P/1 – E foi na gestão do senhor também que aconteceu o primeiro concurso que as mulheres puderam participar. Como foi isso?
R – Primeiro concurso que mandei realizar, o presidente ficou acessível e eu tinha me perguntado um dia, "por que é que mulher não é admitida no Banco do Brasil?" E eu não sei, realmente, não sabia. Uma vez houve uma falta de gente, lá por 1935, 1936, e o banco contratou umas pessoas e entraram algumas mulheres. Aí elas ficaram. Então, quando chegou a hora do concurso, eu me lembrei que o presidente queria mulher no concurso e admiti. Houve uma certa resistência do pessoal do banco, uma resistência um pouco forte, mas, depois serviu, né? E hoje as mulheres predominam. Aquelas que entraram no meu concurso já estão todas aposentadas [RISOS]. Tem fatos, assim, que se deram porque a época era propícia. O banco tava se emancipando, criou-se o Banco Central e era preciso mostrar, e o pessoal tinha vontade de mostrar que o banco tinha condições, e tinha mesmo. O pessoal do banco era um pessoal de elite. Hoje não tem mais. Naquela época eles ganhavam um pouco mais do que a média. Hoje não tem mais isso. Pessoal do banco não ganha mais muito. Ganha mais que os outros banco, mas não mais do que as grandes firmas, grandes empresas, né?

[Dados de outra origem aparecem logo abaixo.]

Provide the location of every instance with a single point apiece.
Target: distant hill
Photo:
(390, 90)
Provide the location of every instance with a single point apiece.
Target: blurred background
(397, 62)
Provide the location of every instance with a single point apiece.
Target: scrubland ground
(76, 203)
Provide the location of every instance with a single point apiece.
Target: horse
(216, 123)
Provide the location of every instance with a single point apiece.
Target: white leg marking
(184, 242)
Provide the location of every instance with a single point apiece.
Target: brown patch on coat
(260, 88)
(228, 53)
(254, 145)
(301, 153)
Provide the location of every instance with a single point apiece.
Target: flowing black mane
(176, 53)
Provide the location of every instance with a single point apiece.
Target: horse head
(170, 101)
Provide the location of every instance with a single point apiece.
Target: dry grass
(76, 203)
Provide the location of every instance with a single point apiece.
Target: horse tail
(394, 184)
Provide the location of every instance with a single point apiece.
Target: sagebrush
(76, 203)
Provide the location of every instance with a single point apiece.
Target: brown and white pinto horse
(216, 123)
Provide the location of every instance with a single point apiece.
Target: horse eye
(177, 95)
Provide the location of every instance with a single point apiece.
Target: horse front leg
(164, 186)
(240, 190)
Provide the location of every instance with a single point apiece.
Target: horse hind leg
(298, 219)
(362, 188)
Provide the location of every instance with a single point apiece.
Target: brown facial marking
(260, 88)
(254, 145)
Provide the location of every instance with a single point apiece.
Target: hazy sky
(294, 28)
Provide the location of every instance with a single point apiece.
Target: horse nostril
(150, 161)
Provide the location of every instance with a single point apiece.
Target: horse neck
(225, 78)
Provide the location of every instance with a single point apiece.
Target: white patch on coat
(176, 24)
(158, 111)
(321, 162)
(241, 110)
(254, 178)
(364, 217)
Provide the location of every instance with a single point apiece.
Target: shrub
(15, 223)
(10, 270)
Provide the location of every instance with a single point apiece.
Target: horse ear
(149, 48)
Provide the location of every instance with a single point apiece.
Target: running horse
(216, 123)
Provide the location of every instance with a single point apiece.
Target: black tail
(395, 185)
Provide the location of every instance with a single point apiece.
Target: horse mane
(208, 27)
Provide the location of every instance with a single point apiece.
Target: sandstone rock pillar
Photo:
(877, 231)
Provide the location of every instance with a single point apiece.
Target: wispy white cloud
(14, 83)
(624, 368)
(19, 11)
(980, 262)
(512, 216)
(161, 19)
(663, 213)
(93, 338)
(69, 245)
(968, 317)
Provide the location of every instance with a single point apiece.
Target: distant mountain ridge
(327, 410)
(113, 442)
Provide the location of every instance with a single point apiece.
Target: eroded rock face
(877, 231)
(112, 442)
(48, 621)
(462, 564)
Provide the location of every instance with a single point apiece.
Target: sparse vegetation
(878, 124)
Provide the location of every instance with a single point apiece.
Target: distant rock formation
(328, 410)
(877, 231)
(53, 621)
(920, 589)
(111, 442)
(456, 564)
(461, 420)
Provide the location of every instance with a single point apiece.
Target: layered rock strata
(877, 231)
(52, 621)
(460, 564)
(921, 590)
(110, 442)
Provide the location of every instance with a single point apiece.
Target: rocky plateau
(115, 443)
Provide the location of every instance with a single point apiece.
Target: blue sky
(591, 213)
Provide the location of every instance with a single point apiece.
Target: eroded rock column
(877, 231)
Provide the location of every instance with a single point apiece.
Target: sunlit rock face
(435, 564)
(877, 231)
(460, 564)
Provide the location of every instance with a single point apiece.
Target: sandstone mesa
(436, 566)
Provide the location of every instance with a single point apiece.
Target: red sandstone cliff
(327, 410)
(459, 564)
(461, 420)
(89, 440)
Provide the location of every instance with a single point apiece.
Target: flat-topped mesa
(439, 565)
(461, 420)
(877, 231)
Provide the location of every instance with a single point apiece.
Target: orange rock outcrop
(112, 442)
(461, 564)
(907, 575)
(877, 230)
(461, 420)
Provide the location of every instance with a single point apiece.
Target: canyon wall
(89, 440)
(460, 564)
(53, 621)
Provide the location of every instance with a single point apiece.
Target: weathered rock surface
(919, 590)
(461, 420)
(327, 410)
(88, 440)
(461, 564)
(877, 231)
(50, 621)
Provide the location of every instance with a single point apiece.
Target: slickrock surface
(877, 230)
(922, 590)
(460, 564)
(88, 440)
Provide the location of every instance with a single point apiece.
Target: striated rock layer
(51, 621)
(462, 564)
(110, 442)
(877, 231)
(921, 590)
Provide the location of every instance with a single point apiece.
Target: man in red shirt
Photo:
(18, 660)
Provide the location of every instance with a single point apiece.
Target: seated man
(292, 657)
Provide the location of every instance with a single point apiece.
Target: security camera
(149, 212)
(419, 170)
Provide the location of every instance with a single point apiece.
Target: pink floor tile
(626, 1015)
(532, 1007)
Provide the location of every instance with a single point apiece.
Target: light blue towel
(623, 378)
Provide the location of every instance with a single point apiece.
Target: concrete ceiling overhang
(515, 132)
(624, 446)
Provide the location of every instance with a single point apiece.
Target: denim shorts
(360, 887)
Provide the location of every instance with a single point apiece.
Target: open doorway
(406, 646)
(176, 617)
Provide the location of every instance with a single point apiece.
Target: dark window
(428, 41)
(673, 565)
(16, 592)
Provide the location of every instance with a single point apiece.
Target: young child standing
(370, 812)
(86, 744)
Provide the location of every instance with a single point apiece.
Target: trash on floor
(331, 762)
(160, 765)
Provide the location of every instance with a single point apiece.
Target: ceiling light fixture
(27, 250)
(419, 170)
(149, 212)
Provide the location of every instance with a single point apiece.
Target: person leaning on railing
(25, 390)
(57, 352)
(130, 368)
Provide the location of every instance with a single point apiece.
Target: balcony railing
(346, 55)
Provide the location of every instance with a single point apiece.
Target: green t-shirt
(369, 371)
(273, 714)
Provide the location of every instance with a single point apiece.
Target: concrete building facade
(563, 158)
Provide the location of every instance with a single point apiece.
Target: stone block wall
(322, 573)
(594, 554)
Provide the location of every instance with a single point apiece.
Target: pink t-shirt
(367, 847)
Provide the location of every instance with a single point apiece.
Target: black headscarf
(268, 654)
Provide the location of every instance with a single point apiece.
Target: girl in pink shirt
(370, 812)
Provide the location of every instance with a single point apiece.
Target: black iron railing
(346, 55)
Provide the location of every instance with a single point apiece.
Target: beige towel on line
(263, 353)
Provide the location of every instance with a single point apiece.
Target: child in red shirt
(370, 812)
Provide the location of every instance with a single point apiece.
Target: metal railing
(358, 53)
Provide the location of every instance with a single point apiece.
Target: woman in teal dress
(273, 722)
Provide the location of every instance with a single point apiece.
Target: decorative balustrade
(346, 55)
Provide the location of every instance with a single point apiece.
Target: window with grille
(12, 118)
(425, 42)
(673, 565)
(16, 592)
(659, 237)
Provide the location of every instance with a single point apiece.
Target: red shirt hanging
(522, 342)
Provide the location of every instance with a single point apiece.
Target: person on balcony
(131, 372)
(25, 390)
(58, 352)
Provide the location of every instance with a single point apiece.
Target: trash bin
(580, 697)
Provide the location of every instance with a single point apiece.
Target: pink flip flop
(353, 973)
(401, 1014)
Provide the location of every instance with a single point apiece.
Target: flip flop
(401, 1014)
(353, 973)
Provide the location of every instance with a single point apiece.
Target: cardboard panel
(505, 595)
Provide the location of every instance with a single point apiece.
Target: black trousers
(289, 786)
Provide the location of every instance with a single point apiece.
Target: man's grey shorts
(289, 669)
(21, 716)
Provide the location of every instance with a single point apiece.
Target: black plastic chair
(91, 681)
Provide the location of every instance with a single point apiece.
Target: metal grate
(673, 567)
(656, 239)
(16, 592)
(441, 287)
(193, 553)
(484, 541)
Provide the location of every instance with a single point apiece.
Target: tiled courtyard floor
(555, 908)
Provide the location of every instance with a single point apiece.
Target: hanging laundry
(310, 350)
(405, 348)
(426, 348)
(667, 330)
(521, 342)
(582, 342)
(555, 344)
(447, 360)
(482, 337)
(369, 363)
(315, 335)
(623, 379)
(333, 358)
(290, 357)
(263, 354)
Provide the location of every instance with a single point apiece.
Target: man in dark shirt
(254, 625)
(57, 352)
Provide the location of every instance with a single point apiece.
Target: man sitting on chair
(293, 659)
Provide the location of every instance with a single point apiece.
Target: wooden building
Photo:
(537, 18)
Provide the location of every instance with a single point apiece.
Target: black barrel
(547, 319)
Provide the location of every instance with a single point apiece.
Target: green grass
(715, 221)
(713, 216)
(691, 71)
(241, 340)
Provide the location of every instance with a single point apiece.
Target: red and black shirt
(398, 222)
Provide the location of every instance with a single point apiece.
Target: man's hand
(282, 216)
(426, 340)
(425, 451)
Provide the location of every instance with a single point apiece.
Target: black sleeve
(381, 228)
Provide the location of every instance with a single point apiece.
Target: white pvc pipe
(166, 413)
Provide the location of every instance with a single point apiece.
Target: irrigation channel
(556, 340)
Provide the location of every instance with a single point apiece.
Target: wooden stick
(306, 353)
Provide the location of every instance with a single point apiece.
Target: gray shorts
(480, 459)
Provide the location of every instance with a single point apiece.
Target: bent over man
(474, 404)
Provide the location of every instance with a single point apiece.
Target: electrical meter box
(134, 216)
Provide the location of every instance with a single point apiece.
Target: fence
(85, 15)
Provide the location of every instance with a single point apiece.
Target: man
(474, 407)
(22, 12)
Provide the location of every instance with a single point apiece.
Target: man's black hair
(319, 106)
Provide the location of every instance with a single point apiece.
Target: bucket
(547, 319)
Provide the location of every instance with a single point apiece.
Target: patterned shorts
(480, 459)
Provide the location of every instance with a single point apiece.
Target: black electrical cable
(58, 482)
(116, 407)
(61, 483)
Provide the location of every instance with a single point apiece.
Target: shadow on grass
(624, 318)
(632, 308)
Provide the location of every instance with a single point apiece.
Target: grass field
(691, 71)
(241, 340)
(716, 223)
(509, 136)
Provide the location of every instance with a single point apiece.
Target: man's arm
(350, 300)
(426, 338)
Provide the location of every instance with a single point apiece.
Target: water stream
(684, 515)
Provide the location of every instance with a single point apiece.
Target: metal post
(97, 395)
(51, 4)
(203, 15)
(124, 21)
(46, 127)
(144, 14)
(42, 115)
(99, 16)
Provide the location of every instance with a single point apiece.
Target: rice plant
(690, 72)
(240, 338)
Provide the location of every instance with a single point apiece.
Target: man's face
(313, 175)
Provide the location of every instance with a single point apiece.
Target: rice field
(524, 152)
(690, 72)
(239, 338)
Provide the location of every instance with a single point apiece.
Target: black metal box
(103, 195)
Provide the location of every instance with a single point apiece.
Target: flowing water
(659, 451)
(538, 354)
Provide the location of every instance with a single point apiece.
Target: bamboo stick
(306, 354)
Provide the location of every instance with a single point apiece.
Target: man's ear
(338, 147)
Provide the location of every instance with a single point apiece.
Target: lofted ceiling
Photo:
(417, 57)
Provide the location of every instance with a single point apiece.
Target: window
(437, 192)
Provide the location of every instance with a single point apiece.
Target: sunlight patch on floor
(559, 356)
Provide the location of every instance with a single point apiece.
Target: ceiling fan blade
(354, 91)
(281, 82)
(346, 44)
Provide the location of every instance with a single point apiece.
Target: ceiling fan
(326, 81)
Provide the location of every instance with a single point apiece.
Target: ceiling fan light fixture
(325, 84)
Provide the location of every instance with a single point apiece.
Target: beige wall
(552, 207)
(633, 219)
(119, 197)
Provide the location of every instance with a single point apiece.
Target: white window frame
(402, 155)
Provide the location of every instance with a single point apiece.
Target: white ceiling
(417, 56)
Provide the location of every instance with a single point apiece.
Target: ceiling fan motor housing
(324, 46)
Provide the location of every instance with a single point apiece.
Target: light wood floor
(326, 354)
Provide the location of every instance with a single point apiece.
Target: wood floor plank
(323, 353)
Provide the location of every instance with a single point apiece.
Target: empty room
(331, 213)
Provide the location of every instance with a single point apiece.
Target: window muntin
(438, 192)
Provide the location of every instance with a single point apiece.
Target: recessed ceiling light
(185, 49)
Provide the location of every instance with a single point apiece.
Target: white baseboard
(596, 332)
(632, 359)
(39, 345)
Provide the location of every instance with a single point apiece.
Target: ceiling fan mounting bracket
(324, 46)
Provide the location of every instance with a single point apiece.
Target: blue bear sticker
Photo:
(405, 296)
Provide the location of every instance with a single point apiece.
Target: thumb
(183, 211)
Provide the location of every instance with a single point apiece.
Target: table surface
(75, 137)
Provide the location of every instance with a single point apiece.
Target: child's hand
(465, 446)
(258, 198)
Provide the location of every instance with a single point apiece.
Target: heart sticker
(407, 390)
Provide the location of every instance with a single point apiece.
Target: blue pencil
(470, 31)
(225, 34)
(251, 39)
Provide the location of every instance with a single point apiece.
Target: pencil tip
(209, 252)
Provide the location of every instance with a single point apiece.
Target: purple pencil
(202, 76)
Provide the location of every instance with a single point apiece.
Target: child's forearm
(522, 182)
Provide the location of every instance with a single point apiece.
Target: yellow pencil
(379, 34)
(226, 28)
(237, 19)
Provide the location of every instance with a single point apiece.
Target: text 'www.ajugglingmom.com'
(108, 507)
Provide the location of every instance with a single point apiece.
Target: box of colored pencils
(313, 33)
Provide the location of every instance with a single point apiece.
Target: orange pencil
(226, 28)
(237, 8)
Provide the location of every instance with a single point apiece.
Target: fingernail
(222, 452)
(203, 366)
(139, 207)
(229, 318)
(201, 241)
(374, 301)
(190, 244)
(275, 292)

P/1 – E dessa época toda da sua gestão, o senhor lembra quais é que foram os principais desafios que o senhor teve quando o senhor foi presidente?
R – O desafio era constante. Porque eu tinha que selecionar e tinha que todo mês viajar pra um estado. Eu procurava conhecer as pessoas mais capazes. O Maírson conheci numa reunião numa agência do interior da Paraíba. Aí eu chamei o Camilo Calazans, que era meu assessor, falei: "Aquele sujeito ali. Convida ele pra ir trabalhar no Rio". Foi até Ministro da Fazenda. O ____________ trabalhava na Bahia. O gerente me _______"Tem um rapazinho muito inteligente" "Então manda chamar". Não estava, o malandro estava na rua. Não tava na hora certa. E dia seguinte apresentou-se. E terminou sendo diretor do banco, saiu do banco, foi ser diretor da Volkswagen, né? Tornou-se um homem notável. Todo mês eu viajava pra um estado e procurava, nas reuniões, distinguir a pessoa mais competente pra me ajudar a administrar o banco. Então, esse que era o meu papel.
P/1 – Por curiosidade, o Banco do Brasil, nas suas várias agências, na sua atuação, a gente sabe que existe um padrão. Mas, o fato de ter um jeito no Nordeste, um jeito no Sul, um jeito na Amazônia... Existe uma diferença da atuação, o jeito dos funcionários agirem com os clientes, existe uma particularidade que o senhor teve que lidar, alguma coisa assim?
R – Eu acho que sim.
P/1 – Como era?
R – O pessoal do banco não era muito acostumado a lidar com a sociedade em geral. Eu acho que o cartão Ouro democratizou mais os funcionários do banco na minha época. Depois disso, depois que eu saí do banco, também, não sei porque eu não frequento mais o banco, não sei bem.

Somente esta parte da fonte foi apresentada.